Tuesday, January 10, 2012

Hard to Swallow

Its that time of year to begin planning next year’s garden. There is a lot to it, as I have moved everything and need to fence the chickens out. After two very cold, wet summers, I am going to try putting up some row covers to keep things warm so maybe I won’t have crop failures this year. I really need to have enough food to can and get us through the winter. 
A trip to the grocery store typically takes 17-20 hours or so, as it’s 4 hours to get there and with the price of fuel, we have to combine doctor appointments, errands and pick up livestock feed and medicines the same day. Freezer space here is at a premium, as all our meat has to be frozen. There is no running into town for a burger! Therefore, everything is made from scratch and canning is a huge help. I had done just a little canning before we moved here, as back then the store was exactly 1 mile from my house as opposed to 230 miles.

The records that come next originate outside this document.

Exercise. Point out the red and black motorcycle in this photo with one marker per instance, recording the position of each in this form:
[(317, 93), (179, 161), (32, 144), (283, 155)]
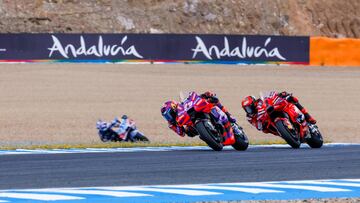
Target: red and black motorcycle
[(286, 120), (194, 113)]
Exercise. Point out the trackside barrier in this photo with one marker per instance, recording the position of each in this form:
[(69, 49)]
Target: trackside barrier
[(334, 52), (154, 48)]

Necessity is the mother of invention. I am SO glad we live here and I have had to change the way we do things. Our food is an experience now, the flavor is better beyond belief, its much, much healthier than what we used to buy and there is the satisfaction of having provided and my time being well spent. I’d much rather be canning, or making bread than sitting in front of a soap opera, or talking on the phone, or fighting the crowds at a mall buying stuff I don’t need. For the things I do need, well, there is the internet.

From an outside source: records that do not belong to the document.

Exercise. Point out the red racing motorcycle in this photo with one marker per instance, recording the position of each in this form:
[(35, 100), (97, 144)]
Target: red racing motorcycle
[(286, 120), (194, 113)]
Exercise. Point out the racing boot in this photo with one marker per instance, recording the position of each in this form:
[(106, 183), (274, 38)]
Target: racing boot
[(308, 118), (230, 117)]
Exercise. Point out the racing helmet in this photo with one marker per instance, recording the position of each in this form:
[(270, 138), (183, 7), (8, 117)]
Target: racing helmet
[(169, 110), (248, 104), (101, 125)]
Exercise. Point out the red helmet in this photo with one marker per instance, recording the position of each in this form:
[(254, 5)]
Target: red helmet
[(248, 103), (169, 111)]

Homegrown food tastes better, because its fresh and it doesn't have a ton of weird stuff in it like fillers and preservatives. Who wouldn't enjoy homegrown tomatoes or strawberries, or fresh eggs, homemade bread, or butter??

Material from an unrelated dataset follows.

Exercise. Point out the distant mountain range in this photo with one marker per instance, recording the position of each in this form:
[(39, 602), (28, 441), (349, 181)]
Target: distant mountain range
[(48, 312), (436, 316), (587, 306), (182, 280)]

I have to freeze some things that I don’t think can well, like our squash. Mostly I canned green beans, corn, tomatoes and chicken broth. It hadn’t occurred to me until today, when I ran across someone else’s blog, that I could be canning my stews, soups and chili, for a quick and convenient meal, instead of making everything from start to finish every day! I am pretty excited about this. I have a few recipes that I absolutely love and having it already put together and on hand is something I really do look forward to. This year I plan to can 3 kinds of stew, beef, venison and lamb. All three recipes are a bit different and should be a luxury to have on our shelves. All that I would have to do then, is make bread or dumplings to go with it. In addition, I hope to find some chicken quarters on sale and can cooked chicken to pull out for making enchiladas and other things. Chicken Tortilla soup should can well also. There are a number of things I could be doing on the days I feel good, so I can work less on the days I do not.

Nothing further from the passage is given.